Bisphenol A exposure linked to increased risk of heart disease

Posted by AFN Staff Writers on 27th February 2012

The findings of a UK study, just published, suggest that healthy people with higher urine concentrations of Bisphenol A (BpA), a controversial chemical widely used in food packaging, are more likely later to develop heart disease.

BpA is one of the world’s highest production volume chemicals. The global population is exposed to BpA primarily through packaged food and drink, but also through drinking water, dental sealants, exposure to the skin and the inhalation of household dust.

The study was carried out by researchers at the Peninsula College of Medicine and Dentistry, the University of Exeter and the European Centre for the Environment and Human Health, in association with the University of Cambridge. The analysis was funded by the British Heart Foundation. The paper has been published online in Circulation – a Journal of the American Heart Association.

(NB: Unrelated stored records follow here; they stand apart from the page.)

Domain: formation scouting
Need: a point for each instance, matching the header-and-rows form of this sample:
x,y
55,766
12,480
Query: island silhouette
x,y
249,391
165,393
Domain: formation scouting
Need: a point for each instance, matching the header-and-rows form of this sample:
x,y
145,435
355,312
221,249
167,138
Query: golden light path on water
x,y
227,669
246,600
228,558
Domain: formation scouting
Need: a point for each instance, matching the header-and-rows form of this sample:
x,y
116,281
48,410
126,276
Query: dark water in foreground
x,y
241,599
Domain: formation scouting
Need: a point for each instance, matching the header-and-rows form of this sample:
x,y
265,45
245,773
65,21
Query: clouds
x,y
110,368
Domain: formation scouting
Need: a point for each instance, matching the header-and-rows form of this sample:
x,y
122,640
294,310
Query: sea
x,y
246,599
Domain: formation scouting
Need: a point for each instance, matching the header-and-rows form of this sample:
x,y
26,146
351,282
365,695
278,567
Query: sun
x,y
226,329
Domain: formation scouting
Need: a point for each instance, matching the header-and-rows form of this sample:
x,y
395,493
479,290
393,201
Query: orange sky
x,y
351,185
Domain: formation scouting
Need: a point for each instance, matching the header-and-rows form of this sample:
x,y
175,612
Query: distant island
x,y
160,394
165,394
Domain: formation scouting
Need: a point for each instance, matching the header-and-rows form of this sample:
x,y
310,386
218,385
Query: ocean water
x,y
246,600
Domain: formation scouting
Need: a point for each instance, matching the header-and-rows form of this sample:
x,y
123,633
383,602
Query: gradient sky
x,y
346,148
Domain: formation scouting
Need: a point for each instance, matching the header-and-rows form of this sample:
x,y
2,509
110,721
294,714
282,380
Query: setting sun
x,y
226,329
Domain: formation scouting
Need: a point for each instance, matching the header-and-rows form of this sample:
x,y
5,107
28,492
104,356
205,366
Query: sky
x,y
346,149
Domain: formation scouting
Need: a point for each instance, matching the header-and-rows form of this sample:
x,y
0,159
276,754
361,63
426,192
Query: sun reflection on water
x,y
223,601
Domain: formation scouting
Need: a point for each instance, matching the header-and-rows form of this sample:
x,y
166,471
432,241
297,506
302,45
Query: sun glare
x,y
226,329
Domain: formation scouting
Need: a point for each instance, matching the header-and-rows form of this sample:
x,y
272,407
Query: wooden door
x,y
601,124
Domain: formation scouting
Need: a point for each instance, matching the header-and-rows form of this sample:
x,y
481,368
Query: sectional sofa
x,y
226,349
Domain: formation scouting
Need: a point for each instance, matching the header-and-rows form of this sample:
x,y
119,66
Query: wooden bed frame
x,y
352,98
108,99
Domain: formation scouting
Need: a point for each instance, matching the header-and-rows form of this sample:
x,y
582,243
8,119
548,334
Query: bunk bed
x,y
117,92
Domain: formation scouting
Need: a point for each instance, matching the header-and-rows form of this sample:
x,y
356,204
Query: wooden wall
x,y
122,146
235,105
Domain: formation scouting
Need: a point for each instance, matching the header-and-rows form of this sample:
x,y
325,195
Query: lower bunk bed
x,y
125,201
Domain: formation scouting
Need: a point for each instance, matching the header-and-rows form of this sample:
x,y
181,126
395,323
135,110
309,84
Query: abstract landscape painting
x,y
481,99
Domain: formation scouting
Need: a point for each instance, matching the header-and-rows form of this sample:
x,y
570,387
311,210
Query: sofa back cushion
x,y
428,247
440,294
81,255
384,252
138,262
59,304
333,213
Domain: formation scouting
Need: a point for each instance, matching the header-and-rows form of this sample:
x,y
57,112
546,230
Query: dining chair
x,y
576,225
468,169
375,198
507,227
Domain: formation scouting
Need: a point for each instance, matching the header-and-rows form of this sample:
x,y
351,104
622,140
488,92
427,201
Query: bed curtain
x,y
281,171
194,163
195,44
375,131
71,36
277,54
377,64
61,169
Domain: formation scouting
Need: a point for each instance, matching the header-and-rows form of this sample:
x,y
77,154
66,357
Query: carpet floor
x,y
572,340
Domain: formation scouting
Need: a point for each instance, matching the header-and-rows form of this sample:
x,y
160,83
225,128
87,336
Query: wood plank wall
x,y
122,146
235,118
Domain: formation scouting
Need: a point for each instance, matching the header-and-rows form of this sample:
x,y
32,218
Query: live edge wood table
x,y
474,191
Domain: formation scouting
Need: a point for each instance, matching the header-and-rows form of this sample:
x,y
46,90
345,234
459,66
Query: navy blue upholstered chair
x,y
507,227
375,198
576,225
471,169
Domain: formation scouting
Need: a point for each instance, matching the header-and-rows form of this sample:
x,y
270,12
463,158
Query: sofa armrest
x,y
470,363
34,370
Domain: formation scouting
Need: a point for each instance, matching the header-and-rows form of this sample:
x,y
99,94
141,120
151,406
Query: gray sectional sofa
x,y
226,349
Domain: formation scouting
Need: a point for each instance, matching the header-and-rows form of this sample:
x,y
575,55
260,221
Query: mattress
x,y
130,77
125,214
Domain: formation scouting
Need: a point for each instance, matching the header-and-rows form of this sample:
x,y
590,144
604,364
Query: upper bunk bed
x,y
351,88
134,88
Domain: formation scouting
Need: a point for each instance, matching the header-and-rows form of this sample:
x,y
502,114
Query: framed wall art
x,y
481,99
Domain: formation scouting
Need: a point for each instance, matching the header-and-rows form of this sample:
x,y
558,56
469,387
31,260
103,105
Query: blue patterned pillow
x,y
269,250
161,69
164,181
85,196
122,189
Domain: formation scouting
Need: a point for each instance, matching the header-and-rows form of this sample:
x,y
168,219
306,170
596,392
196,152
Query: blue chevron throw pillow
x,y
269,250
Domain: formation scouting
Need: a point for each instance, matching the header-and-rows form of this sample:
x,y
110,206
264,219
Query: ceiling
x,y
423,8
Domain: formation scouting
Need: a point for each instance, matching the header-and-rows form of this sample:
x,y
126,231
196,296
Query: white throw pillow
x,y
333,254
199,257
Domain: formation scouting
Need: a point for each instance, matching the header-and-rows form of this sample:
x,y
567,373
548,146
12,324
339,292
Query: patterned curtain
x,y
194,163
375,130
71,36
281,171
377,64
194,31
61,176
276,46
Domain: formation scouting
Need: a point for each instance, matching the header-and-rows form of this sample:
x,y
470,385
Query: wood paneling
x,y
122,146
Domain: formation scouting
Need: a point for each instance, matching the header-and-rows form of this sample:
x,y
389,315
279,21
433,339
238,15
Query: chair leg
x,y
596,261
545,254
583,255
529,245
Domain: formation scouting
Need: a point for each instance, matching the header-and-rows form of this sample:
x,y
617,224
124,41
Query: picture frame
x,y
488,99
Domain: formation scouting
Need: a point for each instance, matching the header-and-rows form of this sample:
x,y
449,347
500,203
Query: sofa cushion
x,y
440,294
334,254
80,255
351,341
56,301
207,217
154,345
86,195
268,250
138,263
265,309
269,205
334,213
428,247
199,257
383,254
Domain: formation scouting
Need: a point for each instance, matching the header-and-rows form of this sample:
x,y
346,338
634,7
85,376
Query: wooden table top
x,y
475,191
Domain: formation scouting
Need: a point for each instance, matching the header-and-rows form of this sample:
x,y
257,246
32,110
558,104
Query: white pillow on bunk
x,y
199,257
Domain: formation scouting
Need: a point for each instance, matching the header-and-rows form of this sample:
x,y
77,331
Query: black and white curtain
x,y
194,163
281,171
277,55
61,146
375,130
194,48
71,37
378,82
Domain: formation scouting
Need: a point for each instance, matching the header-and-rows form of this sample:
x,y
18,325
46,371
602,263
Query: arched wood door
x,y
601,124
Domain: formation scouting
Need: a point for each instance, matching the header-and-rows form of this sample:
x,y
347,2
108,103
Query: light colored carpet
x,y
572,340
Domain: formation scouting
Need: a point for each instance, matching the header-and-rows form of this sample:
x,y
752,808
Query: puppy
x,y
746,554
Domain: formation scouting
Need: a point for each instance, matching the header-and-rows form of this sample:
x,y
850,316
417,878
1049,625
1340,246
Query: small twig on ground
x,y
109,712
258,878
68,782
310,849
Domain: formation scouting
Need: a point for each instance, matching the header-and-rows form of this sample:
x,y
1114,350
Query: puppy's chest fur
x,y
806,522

The 10-year-long study compared urine BpA measures from 758 initially healthy study respondents who later developed cardiovascular disease, and 861 respondents who remained heart disease free.

The findings of the study show that those who developed heart disease tended to have higher urinary BpA concentrations at the start of the 10-year period. According to the researchers, the extent of the effect is very difficult to estimate given that just one urine specimen from each participant was available for testing at the beginning of the 10-year follow-up.

Peninsula Medical School’s Professor David Melzer, who led the study team said, “This study strengthens the statistical link between BpA and heart disease, but we can’t be certain that BpA itself is responsible.

“It is now important that government agencies organise drug style safety trials of BpA in humans, as much basic information about how BpA behaves in the human body is still unknown.”

Professor Tamara Galloway of Biosciences at the University of Exeter, senior author on the paper, said, “If BpA itself is directly responsible for this increase in risk, the size of effect is difficult to estimate. However, it adds to the evidence that BpA may be an additional contributor to heart disease risk alongside the major risk factors, such as smoking, high blood pressure and high cholesterol levels.”